Let’s see if we’ve got this right:
- The U.S. economy is roaring ahead…yet it’s too weak to stand on its own, so the Federal Reserve needs to pump $80 billion a month into the economy through bond purchases to help an economy that needs no help.
- The U.S. housing market has gone full “Charlie Sheen on a bender”…yet it still needs Fed support to the tune of $40 billion a month in mortgage-bond purchases to ensure that an already overly stimulated housing market doesn’t collapse.
- U.S. inflation has exceeded 5%, higher than the Fed ever expected and, absent food and energy prices, the highest reading in nearly 20 years…yet the Fed maintains a near-zero interest rate policy because the economy needs help staying afloat.
- The jobs market has added nearly 3.3 million jobs so far this year, including a far-better than expected 850,000 jobs in June…yet Fed Chair Jerome Powell said last week, “I would want to see some strong job numbers” before scaling back the morphine drip of free money that the Fed is mainlining into the economy.
It’s almost like an old Far Side cartoon I remember from years ago, in which two pilots break through cloud cover and notice a goat right in front of the cockpit window, and the co-pilot turns to the captain and says, “What’s a mountain goat doing way up here in a cloud bank?”
I have a sneaking suspicion the market as a whole is starting to sense the same thing—the Fed has lost the plot and doesn’t realize where it is relative to the economy.
I regularly pay attention to where the U.S. dollar is trading per the U.S. Dollar Index.
Boring, boring stuff, really, unless you’re a currency trader. But because the dollar is the Kim Kardashian of currencies—it gets a whole lot of attention just because of who it is—its movements say a lot about what the world is thinking.
In theory, a strong economy, robust housing market, rising inflation, and a hardy jobs market would create strength in the dollar. There would be a global expectation that the Fed would soon raise interest rates, and in the currency world that’s cause for happiness (higher rates in one currency relative to another brings investors into the higher-rate currency, pushing the value of that currency higher).
And, indeed, the buck was rising with the tide between late-May and late-July. It had gained about 3%, which is not insignificant in currency terms.
But suddenly the greenback has about-faced and started marching lower, even though all those signs of supposed goodness abound.
Maybe it’s just a respite—a breather—before the dollar sprints a bit higher.
Or, maybe, it’s a sign the global market isn’t terribly convinced that the Fed understands the rules of the game it’s playing.
I mean, it says something when investors send the dollar down on a day the Fed offers an upbeat assessment of a post-pandemic economy.
It says something when the dollar falls as the Delta variant races around the world, causing a spike in new cases and new deaths (in theory, that should be a strong-dollar moment since fear pushes international investors toward the dollar).

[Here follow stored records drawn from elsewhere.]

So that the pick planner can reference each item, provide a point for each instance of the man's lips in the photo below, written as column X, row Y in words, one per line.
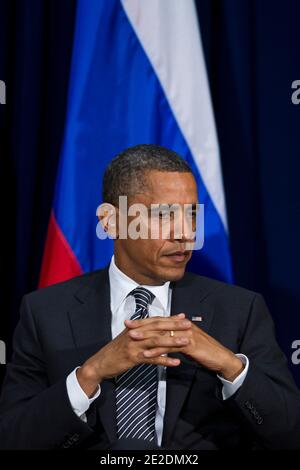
column 178, row 256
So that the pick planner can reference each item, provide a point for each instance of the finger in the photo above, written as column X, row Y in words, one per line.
column 163, row 361
column 162, row 335
column 159, row 323
column 145, row 321
column 164, row 342
column 157, row 352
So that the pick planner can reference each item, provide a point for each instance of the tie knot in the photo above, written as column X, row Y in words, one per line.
column 142, row 296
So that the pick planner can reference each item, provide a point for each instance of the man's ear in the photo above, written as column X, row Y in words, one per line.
column 107, row 215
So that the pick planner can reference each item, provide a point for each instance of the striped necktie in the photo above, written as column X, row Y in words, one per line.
column 136, row 388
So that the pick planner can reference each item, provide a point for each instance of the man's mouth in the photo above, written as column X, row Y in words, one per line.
column 178, row 256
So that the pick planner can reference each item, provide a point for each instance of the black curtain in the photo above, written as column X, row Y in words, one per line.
column 252, row 52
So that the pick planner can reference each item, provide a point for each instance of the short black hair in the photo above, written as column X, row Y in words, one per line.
column 126, row 173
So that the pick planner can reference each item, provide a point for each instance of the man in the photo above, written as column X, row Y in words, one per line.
column 142, row 354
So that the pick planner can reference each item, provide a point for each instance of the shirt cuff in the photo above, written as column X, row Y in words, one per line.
column 80, row 402
column 229, row 388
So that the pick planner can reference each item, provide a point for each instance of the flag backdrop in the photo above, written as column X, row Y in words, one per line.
column 137, row 76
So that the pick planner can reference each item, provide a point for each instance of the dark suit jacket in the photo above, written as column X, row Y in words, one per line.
column 63, row 325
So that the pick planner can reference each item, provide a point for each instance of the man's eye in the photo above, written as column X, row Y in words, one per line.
column 164, row 215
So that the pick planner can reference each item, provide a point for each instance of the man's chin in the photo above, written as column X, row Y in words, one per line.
column 173, row 273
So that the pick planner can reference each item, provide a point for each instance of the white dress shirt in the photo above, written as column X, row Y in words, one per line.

What it says is that there’s a goat on the side of a mountain and the chaps piloting this craft can’t figure out how this goat got way up here in the clouds…
Longer term, the dollar is still dead-man walking. Nothing fundamentally has changed, nor will it change until a dollar/debt crisis later this decade. America’s debt will grow every single year until it’s too heavy for the economy to bear. That’s a given. There’s no political will to alter that path because the alteration causes too much pain on the populace that votes to keep the politicos in their cushy jobs.
It’s the buck’s short-term trajectory, however, that will be of interest.
If we continue to see the dollar struggle for traction…well, it might just be game over. That’s probably why gold has been marching higher again over the last month. The preppers are prepping.